Plasma membrane ion channels are important for cell homeostasis with their combined properties often defining the function of that cell; however, for white fat adipocytes (WFA) their expression and associated roles remain unclear. Given the importance of chloride channels in WFA membrane potential (Pulbutr et al., 2007; Bentley et al., 2014), we aimed to identify these at the molecular level. We explored this issue in adipocytes isolated from different adipose depots of adult rats, mice and 3T3-L1 cells: a common adipocyte cell line model. RNAseq revealed the expression of various chloride channel isoforms in the epididymal WFA of adult male rats. Among these, putative plasma membrane chloride channels were the volume-regulated chloride channels Lrrc8a/b/c/d and Ttyh2, the calcium-activated chloride channels, Ano1 and Ttyh3 and the glutamate aspartate transporter, Eaat1. Relative expression was confirmed by RT-qPCR. Data are given as mean ratios (95% CI, number of determinations) relative to rSWFA. Statistical significance, with p<0.01  to account for repeated measures, was determined by ANOVA with Dunnet’s multiple comparison test relative to rSWFA. Protein expression was determined by western blot in undifferentiated and differentiated 3T3-L1 cells with statistical significance determined by unpaired T-test.  Confocal immunofluorescence was used to identify the cellular location of chloride channels on WFA. To investigate the role of chloride channels in adipogenesis, the effect of their inhibitors on 3T3-L1 cells was determined by measuring Nile Red accumulation analysed using One-way ANOVA.

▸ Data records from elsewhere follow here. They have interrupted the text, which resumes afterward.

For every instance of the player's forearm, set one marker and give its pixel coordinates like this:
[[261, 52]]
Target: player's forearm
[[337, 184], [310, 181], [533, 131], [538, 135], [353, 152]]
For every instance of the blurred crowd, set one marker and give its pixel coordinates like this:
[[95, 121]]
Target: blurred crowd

RT-qPCR showed no difference in depot expression for Lrrc8a, Lrrc8c, Lrrc8d, Ttyh2 and ANO1, whereas, in rMWFA and rPWFA, Lrrc8b was expressed by 4.9 (2.5 to 13, n=5) and 3.3 (1.6 to 9, n=5) fold greater, respectively. Western blot demonstrated that Lrrc8a and Ttyh3 were expressed in differentiated 3T3-L1 cells by 4.1 (3.0 to 5.1, n=16) and 5.4 (-6.4 to 17.2, n=3) compared to undifferentiated 3T3-L1 cells, respectively. Data also showed that Eaat1 was exclusively expressed in differentiated 3T3-L1 cells while Ano1 was exclusively expressed in undifferentiated 3T3-L1 cells. Immunofluorescence showed that Eaat1, Ano1, Ttyh2 and Ttyh3 are primarily located to the plasma membrane, while Lrrc8a was all around the cells. During 3T3-L1 differentiation, 25µM DCPIB, a selective blocker of the volume-regulated anion channels Lrrc8a and Ttyh2, and 5μM quercetin, which inhibits Ca²⁺-activated Cl^– channels Ttyh3 and Ano1, significantly reduced adipogenesis by 34% (16% to 53%, n=5) and 19% (6% to 31%, n=5) respectively. However, 50µM DIDS, which also inhibits Ttyh3, Ano1, and 10µM UCPH101, which inhibits Eaat1, were without effect.

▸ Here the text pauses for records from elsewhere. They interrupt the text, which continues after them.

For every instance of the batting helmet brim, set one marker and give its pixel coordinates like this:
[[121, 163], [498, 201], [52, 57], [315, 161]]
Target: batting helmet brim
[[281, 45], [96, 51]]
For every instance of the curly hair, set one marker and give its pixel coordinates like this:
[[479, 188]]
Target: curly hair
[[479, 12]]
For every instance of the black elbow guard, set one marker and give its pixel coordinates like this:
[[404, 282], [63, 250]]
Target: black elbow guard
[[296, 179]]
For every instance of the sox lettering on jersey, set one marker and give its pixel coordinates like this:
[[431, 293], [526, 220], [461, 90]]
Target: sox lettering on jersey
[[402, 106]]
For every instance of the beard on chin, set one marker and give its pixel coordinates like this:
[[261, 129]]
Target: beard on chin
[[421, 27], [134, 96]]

This study provides evidence for the existence of chloride channels with various expression patterns among different WFA depots and in 3T3-L1 cells. Lrrc8a, Ttyh2, Ttyh3 and Eaat1 were all expressed in the plasma membrane of murine WFA, Lrrc8a was also found intracellularly. Ano1 was expressed only in rat WFA. The observation that DCPIB and Quercetin significantly inhibited adipogenesis suggests that chloride channels play a role in adipocyte differentiation.